Come faceva a conoscere quella storia? Era lì nel bagno e aveva assistito? Ne aveva parlato con Scott? Derek leggeva libri sulla psicologia e l’interpretazione dei sogni? Stiles non ne aveva idea, ma le vie di Derek erano talmente infinite che non se ne preoccupò particolarmente, perché in quel momento aveva altre incombenze di importanza più urgente. Uno per tutti, la sua presenza nel suo letto e le sue braccia che, implacabili, erano ancora strette intorno alle sue.

«Adesso sei qui» commentò aspramente, senza poter fare nulla per mettere un freno a quelle parole, sperò solo che alle orecchie di Derek risultassero meno lamentose che alle sue. «Ma quanto rimarrai? Voglio imparare a fare a meno della tua presenza, Derek.»

Quest’ultimo scosse lievemente la testa, sfiorandogli lo zigomo con la guancia appena ispida a causa della barba; sembrava star lottando contro un grumo di parole e pensieri a cui non voleva permettere di vincere, ma alla fine dovette arrendersi, perché prese un breve respiro e poi sospirò: «Sai già fare a meno della mia presenza, Stiles. Sono io che non riesco a fare a meno della tua, per questo sono tornato e per questo rimarrò.»
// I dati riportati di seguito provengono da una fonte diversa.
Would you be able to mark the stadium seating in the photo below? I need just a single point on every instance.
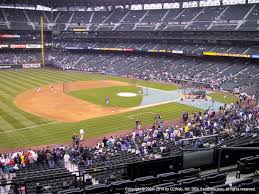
(231, 17)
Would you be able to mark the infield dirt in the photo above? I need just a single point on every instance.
(52, 103)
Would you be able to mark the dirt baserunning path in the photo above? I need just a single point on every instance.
(52, 103)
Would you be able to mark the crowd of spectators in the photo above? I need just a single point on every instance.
(153, 142)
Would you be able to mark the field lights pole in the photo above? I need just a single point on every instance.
(42, 41)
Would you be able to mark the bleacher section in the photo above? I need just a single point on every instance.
(232, 17)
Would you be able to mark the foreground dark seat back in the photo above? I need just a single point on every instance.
(246, 166)
(97, 189)
(239, 182)
(72, 191)
(168, 177)
(193, 183)
(119, 186)
(191, 172)
(214, 180)
(146, 181)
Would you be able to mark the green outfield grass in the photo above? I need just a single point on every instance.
(150, 84)
(219, 97)
(19, 129)
(98, 95)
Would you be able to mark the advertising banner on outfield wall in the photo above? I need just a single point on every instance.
(176, 52)
(5, 66)
(17, 46)
(225, 54)
(9, 36)
(255, 56)
(31, 65)
(4, 46)
(33, 46)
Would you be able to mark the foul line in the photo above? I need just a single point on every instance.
(34, 126)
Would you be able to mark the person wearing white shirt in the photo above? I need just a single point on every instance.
(82, 134)
(66, 159)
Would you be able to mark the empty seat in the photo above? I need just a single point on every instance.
(214, 180)
(191, 172)
(97, 189)
(119, 186)
(239, 182)
(146, 181)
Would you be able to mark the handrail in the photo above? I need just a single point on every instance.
(232, 148)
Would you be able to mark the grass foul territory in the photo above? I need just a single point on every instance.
(19, 129)
(223, 97)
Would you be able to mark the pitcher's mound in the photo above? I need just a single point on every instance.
(50, 102)
(127, 94)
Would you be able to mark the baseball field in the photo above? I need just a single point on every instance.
(43, 106)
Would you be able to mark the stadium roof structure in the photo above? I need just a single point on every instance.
(62, 3)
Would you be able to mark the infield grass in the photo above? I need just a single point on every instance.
(98, 96)
(19, 129)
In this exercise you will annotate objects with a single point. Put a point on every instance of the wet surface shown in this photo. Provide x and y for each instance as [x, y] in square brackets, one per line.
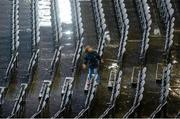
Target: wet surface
[5, 36]
[124, 102]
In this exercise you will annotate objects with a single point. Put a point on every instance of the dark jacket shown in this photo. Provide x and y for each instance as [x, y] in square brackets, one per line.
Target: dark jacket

Di nuovo, la sensazione che niente di tutto quello fosse reale lo colpì a tradimento, in un punto imprecisato al centro del petto. Avvertiva quelle parole rimbombargli nel cuore e nei pensieri, stordendolo con quella dolcezza che aveva dimenticato di poter attribuire a Derek Hale, troppo fuorviato dalla prepotenza del lupo che abitava dentro di lui. Ma Derek non era mai stato così tanto esplicito, neanche quando sembrava che la situazione tra di loro avesse preso la piega che Stiles sapeva di volere, neanche quando lo metteva alle strette e lo costringeva ad ammettere di sentirlo anche lui quel legame che li univa, neanche quando la sua testardaggine gli impediva di lasciare casa sua senza qualcosa in più di qualche ringhio sommesso.

«Lo dici ogni volta, ho la sensazione che dovrei iniziare a smettere di crederti» argomentò quindi, perché era più facile mettersi a distanza da lui e non lasciargli la possibilità di distruggerlo di nuovo. Perché sapeva che lo avrebbe fatto, era quello che Derek faceva, dopotutto.

Ma Derek sembrava avere altre intenzioni perché, invece di capire l’antifona e rimanere al di là della linea di confine che Stiles stava cercando di tracciare, lo strinse maggiormente e attraversò quell’immaginaria e traballante recinzione. «Dimentichi che io so quando stai mentendo, Stiles» gli fece giustamente notare, il respiro caldo che gli si infrangeva sulla mascella. «E adesso stai mentendo.»

Stiles roteò gli occhi ed emise un basso lamento frustrato, perché erano alle solite e a volte la sua umanità era davvero fastidiosa, specialmente quando Derek gli dimostrava in maniera così chiara che i suoi tentativi di sfuggirgli non valevano nulla. «Scusami tanto se io provo ancora a giocarmela alla pari» obiettò e poi attese, perché di nuovo, solo il silenzio fece seguito a quella frase.

Non voleva illudersi, non voleva e non poteva farlo. Il ragazzo sembrava davvero star combattendo una dura lotta interiore contro la sua reticenza ad esternare emozioni e quello Stiles non poteva permetterglielo, perché una cosa era provare a stargli lontano quando Derek non parlava, un’altra era farlo se invece il ragazzo vuotava il sacco e decideva di mettere in chiaro la sua posizione e i suoi sentimenti. Perché di sentimenti ce n’erano fin troppi, Stiles lo sapeva e ne era terrorizzato.

Derek parlò dopo qualche attimo e la sua voce era incredibilmente salda e ferma, anche se lui poté giurare di avvertire un leggero tremore scuoterla verso la fine. «Sai di non potertela giocare alla pari con me» disse, con la convinzione di chi sa di avere ogni cosa da perdere e non poterselo permettere, ma tutto quello che Stiles registrò poi furono le sue labbra a contatto con la pelle esposta del suo collo. «Perché hai già vinto.»